Störendes Rauschen: die Stadt aus der militärischen Perspektive

In dem Handbuch des Pentagon für "urbane Operationen" ist die Definition eines "urbanen Gebiets" einfach: eine "Konzentration an Gebäuden, Einrichtungen und Menschen". Und ganz klar ist es dem Militär, dass Städte als Kriegsschauplatz große Herausforderungen bergen. "Ein urbanes Gebiet ist so vielgestaltig wie komplex". Wie unterscheidet sich das urbane Terrain von anderen Kriegsschauplätzen:

Urbanes Terrain ist eine von Menschen hergestellte Umgebung und besteht aus rechteckigen Formen, wie man sie sonst nur selten in nicht-urbanem Terrain findet. Diese Formen sind nicht nur rechteckig als planimetrisches Muster, als Straßengitter, sondern auch dreidimensional. Vertikalität wird von großer Bedeutung, da sie nicht nur ein extrem schwieriges Hindernis für den Angriff schafft, sondern der Verteidigung eine von Menschen gemacht Form einer 'Hochebene' bietet. Eine große Stadt bietet mehrere Schichten einer "urbanen Hochebene" und normalerweise zusätzlich auch eine unter der Erde gelegene Ebene.
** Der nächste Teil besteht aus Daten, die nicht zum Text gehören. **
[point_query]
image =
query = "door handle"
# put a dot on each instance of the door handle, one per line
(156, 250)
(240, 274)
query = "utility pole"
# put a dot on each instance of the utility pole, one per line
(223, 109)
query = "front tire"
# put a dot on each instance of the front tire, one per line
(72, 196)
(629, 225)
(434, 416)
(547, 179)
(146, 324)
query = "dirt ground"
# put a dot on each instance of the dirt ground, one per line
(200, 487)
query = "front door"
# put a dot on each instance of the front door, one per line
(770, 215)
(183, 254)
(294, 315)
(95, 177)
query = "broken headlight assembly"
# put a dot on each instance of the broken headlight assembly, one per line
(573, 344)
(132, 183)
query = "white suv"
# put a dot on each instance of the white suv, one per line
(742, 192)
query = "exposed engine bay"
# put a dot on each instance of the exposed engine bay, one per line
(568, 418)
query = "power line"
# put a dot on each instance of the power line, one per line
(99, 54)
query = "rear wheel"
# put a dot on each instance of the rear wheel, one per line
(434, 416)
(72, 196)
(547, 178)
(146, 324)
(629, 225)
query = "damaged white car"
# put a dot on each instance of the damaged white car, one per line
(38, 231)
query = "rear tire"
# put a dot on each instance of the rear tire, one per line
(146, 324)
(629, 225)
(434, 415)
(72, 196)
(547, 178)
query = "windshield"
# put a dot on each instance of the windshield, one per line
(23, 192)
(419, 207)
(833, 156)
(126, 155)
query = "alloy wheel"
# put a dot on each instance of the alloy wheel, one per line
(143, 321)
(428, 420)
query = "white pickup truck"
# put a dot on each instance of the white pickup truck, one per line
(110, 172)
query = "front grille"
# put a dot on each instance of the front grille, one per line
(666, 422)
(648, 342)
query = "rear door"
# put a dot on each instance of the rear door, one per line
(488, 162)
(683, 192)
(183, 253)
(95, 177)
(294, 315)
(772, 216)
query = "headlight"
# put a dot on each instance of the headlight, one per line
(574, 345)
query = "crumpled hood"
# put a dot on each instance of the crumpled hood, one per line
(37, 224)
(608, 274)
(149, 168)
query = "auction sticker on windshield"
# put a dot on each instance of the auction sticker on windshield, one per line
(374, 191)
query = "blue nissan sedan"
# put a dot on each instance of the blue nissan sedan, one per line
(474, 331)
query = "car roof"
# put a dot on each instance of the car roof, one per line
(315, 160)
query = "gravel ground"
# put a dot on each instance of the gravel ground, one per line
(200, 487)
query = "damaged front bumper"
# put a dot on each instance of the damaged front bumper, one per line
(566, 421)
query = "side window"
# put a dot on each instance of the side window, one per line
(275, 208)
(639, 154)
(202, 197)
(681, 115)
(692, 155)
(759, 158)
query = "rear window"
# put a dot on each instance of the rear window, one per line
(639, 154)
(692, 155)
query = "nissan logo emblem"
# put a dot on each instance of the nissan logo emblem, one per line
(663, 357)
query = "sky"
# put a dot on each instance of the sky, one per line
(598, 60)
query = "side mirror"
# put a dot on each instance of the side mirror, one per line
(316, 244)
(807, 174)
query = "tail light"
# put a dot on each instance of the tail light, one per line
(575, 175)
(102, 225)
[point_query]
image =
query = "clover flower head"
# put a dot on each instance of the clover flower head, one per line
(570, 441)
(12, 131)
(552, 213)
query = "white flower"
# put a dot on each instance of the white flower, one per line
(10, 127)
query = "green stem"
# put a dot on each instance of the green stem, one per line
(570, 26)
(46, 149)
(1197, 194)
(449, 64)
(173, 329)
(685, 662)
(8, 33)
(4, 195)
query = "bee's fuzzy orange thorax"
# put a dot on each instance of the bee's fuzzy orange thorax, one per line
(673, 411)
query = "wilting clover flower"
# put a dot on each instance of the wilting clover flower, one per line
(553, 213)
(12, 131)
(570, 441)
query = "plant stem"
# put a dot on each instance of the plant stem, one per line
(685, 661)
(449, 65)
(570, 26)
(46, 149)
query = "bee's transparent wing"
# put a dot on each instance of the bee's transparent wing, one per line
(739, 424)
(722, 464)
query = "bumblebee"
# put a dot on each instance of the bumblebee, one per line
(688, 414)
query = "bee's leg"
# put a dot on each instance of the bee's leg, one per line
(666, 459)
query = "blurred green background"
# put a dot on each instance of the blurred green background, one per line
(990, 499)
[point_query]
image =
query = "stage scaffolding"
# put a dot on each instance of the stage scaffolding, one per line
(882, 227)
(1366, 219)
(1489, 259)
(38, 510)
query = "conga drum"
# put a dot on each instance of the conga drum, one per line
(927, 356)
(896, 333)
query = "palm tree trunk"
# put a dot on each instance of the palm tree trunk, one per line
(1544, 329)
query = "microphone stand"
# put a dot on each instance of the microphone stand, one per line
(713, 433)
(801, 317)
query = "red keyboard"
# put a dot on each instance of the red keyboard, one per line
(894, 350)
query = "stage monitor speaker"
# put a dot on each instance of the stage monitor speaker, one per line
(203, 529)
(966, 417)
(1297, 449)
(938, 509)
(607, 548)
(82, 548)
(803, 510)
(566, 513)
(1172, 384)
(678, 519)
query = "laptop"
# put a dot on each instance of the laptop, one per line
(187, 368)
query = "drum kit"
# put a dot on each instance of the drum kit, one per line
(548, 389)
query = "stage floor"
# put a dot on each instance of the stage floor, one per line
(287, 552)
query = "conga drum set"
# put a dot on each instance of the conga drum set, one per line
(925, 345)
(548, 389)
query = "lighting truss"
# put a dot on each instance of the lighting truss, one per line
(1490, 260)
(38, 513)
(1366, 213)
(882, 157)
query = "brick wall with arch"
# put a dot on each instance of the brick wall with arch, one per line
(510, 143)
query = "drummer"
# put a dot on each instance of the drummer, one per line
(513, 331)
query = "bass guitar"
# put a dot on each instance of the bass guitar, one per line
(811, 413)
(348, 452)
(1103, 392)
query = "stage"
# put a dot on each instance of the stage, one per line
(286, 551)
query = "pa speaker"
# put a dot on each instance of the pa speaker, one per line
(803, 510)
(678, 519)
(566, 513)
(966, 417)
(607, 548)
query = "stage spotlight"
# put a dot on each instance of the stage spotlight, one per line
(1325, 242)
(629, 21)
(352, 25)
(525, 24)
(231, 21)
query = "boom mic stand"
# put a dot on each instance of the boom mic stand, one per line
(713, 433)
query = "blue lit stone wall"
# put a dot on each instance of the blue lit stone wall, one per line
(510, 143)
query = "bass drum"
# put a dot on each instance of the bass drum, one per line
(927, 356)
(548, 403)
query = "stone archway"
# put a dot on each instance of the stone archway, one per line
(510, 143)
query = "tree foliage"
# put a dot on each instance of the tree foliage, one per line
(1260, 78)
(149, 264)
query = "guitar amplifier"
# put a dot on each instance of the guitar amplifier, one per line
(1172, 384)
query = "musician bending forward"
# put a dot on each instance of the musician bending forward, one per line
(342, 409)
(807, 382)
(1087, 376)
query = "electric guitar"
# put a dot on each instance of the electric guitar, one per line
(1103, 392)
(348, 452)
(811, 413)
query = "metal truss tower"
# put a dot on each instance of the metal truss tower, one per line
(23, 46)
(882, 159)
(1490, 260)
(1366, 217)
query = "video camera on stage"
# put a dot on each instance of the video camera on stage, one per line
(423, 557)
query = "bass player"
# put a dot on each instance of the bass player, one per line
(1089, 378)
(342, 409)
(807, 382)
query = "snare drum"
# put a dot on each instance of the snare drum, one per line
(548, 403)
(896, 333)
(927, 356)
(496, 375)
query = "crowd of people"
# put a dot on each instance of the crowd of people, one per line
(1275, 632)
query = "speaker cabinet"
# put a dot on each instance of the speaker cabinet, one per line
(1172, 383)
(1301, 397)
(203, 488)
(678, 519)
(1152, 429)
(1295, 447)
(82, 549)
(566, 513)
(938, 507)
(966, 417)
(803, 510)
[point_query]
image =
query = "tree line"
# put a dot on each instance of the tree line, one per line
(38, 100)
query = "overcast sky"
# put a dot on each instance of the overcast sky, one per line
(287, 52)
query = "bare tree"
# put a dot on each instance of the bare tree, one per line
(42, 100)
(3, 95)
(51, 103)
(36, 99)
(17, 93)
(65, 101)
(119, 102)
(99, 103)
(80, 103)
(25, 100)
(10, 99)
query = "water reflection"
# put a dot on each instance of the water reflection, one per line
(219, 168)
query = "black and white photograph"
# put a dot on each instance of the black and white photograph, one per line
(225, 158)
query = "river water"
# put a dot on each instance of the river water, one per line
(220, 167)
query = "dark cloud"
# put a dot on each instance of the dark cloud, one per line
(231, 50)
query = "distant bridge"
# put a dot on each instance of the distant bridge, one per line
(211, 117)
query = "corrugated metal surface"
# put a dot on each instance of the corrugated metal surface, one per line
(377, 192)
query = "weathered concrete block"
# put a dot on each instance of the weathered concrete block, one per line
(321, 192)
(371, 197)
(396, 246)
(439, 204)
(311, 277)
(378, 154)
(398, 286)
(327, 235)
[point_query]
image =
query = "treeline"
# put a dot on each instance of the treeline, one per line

Angriffe können in einer dicht bebauten Struktur, in dem sich umbaute Räume mit offenen Räumen abwechseln, von überall erfolgen. In Städten gibt es einen riesigen Untergrund aus Kellern, Schächten, Tunnels, Kanalisationsrohren, Straßen, Plätze, die Oberflächen von Gebäuden mit Türen, Fenstern, Balkonen, Terrassen und Dächern und eine Vielzahl unterschiedlicher Räumlichkeiten innerhalb von Gebäuden, die bis in eine Höhe von Hunderten von Metern aufragen können. Es gibt unzählige Verstecke und Möglichkeiten, Fallen und Hinterhalte einzurichten. Überdies wird, wie betont wird, die Kriegsführung behindert, weil in einer Stadt Überwachung, Informationsbeschaffung und Kommunikation leicht gestört und stets erschwert sind. Der notwendig in kleinen Gruppen erfolgende Kampf mache die zentralen Entscheidungs- und Kommandostrukturen schwierig und teilweise chaotisch. Schwierig ist weiter die Unterscheidung von eigenen und gegnerischen Kämpfern sowie von Kämpfenden und Nichtkombattanten.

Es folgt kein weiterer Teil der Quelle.